Percorretelo e ritornate. Avete un quarto d'ora di tempo".

Sei volte abbiamo ripetuto ciascuno la propria via. Prima semplicemente esplorando il territorio, poi dando ascolto, in particolare, a uno solo dei sensi: olfatto, udito, poi tatto e, infine, vista. Ogni volta registrando e trascrivendo parole. Solo all'ultimo giro raccogliendo immagini (con il telefonino...).

L'istinto è vento.
Il navigatore, in balia di esso, deve solo saperlo assecondare.
Ma che odore ha il vento? Qui è di sale, clorofilla, fritto misto, tubo di scappamento.
A Ovest un'auto passa rombando, sferragliamento di vagoni ferroviari, canti di uccelli, risate lontane.
A Est suono di onde, musica pop a tutto volume e il rumore cupo di un aereo luccicante, che scompare tra l'azzurro del cielo e il blu verdastro del mare.
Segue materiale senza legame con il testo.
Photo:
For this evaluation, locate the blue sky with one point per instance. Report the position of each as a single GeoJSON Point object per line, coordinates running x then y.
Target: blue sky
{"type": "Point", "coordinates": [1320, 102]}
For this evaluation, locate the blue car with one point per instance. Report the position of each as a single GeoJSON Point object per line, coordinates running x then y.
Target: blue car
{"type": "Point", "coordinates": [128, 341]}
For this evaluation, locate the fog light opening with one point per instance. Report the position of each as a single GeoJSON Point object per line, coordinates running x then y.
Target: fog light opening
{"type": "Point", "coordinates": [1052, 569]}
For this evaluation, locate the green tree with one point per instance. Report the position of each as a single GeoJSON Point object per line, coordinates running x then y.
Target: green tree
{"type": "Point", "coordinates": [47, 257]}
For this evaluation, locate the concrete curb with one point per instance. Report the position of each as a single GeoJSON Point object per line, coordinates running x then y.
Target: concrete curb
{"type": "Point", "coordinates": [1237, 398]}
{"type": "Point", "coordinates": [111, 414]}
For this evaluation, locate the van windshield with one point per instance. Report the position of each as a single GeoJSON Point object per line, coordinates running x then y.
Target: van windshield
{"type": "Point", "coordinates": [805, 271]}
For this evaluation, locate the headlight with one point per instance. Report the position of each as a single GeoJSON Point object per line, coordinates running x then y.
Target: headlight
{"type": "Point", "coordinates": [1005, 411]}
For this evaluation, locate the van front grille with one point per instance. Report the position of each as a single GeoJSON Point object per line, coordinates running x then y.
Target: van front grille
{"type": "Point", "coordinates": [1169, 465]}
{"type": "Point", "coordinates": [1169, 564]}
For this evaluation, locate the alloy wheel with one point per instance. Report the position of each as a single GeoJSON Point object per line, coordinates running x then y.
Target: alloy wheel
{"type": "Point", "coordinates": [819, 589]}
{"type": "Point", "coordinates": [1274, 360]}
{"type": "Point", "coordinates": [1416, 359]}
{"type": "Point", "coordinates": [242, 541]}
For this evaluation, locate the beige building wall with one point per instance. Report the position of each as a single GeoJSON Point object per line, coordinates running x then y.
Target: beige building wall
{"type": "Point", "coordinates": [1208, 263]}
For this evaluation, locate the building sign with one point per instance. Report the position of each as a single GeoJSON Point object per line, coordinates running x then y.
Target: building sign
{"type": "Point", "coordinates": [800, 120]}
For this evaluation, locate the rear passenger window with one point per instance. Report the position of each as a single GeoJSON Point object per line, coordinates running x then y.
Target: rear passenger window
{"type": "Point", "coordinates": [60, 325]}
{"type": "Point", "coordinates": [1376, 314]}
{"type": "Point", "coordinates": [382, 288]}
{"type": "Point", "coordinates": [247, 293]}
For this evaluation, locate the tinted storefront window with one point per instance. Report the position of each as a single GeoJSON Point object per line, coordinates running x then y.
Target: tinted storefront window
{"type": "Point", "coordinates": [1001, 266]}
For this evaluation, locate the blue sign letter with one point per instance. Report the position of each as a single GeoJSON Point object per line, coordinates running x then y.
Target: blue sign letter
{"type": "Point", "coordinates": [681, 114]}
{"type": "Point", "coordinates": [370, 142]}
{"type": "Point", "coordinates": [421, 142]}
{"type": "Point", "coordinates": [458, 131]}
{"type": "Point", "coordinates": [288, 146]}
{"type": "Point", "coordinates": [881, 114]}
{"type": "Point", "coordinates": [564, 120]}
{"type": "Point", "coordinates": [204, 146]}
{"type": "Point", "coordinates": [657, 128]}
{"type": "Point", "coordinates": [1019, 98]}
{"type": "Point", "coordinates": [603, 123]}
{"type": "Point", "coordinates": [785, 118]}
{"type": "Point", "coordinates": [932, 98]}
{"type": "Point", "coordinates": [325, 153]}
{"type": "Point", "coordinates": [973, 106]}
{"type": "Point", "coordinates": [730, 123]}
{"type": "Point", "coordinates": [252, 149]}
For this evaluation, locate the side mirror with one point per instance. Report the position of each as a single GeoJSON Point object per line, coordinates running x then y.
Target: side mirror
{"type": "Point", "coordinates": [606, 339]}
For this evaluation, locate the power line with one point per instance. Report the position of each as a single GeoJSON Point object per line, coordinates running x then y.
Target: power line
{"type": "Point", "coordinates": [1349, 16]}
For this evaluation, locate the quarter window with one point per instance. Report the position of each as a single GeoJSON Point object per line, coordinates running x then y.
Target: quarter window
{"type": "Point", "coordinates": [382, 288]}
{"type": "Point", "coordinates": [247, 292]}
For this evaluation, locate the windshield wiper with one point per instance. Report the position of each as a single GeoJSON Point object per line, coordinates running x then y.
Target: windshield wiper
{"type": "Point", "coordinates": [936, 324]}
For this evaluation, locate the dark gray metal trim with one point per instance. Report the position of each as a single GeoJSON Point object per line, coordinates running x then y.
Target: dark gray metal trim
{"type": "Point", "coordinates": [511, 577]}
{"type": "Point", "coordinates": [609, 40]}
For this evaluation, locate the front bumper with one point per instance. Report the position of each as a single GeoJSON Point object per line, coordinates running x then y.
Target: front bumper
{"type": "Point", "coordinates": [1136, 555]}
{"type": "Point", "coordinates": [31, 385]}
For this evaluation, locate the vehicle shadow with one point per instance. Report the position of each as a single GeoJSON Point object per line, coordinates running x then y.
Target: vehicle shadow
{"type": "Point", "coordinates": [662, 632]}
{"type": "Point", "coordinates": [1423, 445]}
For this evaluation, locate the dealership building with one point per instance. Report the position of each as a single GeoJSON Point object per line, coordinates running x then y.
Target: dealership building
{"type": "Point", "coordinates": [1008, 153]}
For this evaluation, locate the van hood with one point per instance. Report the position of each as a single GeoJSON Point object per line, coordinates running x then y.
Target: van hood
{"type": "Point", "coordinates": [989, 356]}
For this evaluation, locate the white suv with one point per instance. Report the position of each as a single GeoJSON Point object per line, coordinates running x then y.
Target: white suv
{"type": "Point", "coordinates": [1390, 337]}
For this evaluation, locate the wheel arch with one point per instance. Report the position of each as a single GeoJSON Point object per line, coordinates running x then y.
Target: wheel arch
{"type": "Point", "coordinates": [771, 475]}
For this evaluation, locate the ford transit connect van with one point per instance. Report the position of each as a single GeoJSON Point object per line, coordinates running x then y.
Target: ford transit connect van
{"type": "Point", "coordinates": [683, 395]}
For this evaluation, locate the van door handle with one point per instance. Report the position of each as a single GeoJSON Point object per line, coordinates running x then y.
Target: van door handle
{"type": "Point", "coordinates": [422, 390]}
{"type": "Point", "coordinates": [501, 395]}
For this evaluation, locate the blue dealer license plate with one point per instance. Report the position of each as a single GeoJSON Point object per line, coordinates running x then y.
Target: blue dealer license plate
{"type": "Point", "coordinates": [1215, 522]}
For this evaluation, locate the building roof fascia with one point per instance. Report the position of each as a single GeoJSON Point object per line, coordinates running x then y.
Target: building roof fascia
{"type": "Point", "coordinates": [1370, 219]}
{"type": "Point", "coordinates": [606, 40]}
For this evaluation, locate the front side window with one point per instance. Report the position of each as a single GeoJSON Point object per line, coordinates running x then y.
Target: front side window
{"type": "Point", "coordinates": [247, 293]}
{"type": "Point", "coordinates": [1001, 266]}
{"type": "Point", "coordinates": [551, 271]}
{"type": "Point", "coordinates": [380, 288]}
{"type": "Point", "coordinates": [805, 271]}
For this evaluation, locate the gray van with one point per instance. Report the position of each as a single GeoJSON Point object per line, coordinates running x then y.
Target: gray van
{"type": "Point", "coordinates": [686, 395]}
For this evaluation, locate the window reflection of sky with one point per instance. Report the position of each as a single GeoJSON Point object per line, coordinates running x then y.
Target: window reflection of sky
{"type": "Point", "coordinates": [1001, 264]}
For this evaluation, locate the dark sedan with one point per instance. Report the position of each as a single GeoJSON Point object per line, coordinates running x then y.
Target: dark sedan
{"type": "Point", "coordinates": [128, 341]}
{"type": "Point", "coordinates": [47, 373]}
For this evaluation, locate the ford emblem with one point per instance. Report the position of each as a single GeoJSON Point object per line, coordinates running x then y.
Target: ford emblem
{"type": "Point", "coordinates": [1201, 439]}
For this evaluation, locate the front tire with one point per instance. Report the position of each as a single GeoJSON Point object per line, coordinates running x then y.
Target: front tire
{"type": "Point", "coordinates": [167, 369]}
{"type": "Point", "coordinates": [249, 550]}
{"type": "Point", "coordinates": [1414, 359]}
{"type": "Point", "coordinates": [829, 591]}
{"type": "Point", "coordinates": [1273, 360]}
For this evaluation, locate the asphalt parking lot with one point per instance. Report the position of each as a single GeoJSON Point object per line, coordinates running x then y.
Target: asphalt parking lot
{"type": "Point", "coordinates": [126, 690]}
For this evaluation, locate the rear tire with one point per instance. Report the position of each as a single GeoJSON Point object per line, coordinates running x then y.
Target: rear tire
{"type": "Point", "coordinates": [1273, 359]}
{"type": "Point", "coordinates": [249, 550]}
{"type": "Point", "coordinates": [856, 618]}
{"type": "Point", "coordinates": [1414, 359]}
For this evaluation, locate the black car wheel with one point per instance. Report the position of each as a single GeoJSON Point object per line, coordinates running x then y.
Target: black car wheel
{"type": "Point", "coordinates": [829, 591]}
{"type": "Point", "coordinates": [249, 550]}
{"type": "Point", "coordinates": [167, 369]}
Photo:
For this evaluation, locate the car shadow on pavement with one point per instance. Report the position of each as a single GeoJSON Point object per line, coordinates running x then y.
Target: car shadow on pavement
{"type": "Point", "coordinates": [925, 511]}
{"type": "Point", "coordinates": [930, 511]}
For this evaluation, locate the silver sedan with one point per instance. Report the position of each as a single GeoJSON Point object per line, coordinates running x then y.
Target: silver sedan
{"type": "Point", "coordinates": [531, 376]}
Il mio istinto, uomo di pianura, animo montanaro, soffia a Ovest, verso la linea gialloverde delle colline marchigiane.
Cammino rasente a muri, cancelli, steccati, in cerca di un varco.
Mattoni ruvidi, lamiere roventi, cortecce taglienti di tamerici si alternano, bloccando il mio tragitto.


Finalmente un passaggio, tra l'odore nauseante di sugo precotto che fuoriesce da un camper in sosta. Uno slargo si incunea ad Ovest ma l'illusione finisce presto: tra calcestruzzo, ruggine e rovi appare, poco più avanti, la linea retta della ferrovia, limite invalicabile del mio vagare.


Capisco presto quanto sia difficile, qui, lasciare il mare.
Tutto, geografia, paesaggio, facciate di case e palazzi, insegne pubblicitarie, è rivolto a Est.
Dalla spiaggia non scappo, mi dico.


Dietrofront!
Colpo secco di bora, cambio repentino di direzione. 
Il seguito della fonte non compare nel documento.